I thought that the war would start on February 23. I even thought that if nothing started on February 23, nothing would happen.

Read here No one thought it was the end, – a hero about a secret flight from Azovstal

But on February 24 in the morning I got a phone call from my relatives in Kharkiv saying that they were already shooting. They asked what was happening in Mariupol. I even thought it was some kind of joke. I had a view to the port from my window, I looked there - everything was calm. And 10 minutes later, a rocket flew over us.

When we were in the blockade, we were like in Russia. You can't say anything, because if you say the wrong thing, they might kill you later. You can't do anything. Furthermore, you get lied to all the time.

We were all sitting around without Internet, communication or news, but we still had a lot of information. Every piece of news we discussed and wondered if it was true or not.

There was no gas, no light, no water. I lived in a private house, there was a wood stove. So our house was warm, and we could cook food somehow. There were no supplies.
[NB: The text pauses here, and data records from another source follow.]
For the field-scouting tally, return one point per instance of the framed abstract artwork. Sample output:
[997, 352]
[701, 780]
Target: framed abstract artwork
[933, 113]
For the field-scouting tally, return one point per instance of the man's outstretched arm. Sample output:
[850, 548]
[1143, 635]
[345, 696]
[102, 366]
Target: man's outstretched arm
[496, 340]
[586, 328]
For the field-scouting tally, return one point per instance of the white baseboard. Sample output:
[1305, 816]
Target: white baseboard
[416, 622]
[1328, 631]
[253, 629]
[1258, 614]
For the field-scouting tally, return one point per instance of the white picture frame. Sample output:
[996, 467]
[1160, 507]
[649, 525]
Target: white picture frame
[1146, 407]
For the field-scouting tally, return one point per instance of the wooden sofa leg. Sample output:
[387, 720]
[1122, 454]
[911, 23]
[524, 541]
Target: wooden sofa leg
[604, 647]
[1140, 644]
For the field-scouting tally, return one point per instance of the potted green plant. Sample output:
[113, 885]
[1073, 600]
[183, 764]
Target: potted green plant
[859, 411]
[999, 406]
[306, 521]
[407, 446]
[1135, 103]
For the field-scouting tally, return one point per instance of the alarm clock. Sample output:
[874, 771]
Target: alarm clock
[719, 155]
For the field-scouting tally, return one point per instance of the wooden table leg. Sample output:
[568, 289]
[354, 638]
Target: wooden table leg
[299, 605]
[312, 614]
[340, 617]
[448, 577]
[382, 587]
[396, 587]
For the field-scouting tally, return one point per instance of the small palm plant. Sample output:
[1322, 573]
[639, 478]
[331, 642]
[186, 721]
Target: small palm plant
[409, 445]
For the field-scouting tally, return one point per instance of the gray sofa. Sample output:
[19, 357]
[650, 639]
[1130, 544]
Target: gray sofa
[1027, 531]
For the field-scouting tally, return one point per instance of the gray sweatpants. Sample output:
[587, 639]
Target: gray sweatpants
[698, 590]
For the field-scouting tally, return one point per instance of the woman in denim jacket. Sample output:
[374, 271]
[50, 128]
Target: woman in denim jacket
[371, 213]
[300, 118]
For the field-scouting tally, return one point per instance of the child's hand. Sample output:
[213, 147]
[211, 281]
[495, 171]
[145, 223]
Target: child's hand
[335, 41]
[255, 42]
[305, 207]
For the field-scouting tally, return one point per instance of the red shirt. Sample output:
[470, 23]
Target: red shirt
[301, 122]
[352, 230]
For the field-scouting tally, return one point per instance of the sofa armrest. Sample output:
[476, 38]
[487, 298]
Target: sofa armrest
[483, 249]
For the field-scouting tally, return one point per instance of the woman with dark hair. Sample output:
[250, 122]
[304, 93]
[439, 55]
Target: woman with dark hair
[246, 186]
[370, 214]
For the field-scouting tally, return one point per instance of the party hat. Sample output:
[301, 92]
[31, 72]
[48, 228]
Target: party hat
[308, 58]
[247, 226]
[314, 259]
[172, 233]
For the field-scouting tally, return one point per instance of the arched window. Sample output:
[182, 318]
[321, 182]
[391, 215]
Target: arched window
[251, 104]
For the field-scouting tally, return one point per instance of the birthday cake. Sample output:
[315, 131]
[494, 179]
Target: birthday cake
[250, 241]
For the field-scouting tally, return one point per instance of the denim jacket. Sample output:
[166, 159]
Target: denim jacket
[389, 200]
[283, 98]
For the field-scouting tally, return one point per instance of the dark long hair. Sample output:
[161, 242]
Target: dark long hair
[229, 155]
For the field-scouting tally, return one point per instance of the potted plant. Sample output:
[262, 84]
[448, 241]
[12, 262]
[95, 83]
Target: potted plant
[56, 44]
But my boyfriend's grandfather was a war child. After all he had gone through, he still had the habit of always making supplies. He never bought 1 kilogram of buckwheat, but took 5 at once. And this year it just so happened that he decided to stock up on buckwheat. No one knew why, but he stocked up, and we actually ate that buckwheat.

Groceries were awful and expensive. Everything that was Russian was of terrible quality. Everything they had been bad. All the products – it was just impossible to eat them.

How many times we bought candy - nothing tasty. The only thing that was good was bread. And the fact that it was baked, I think, in Berdiansk, at our bread factory, from our grain. So the bread was good.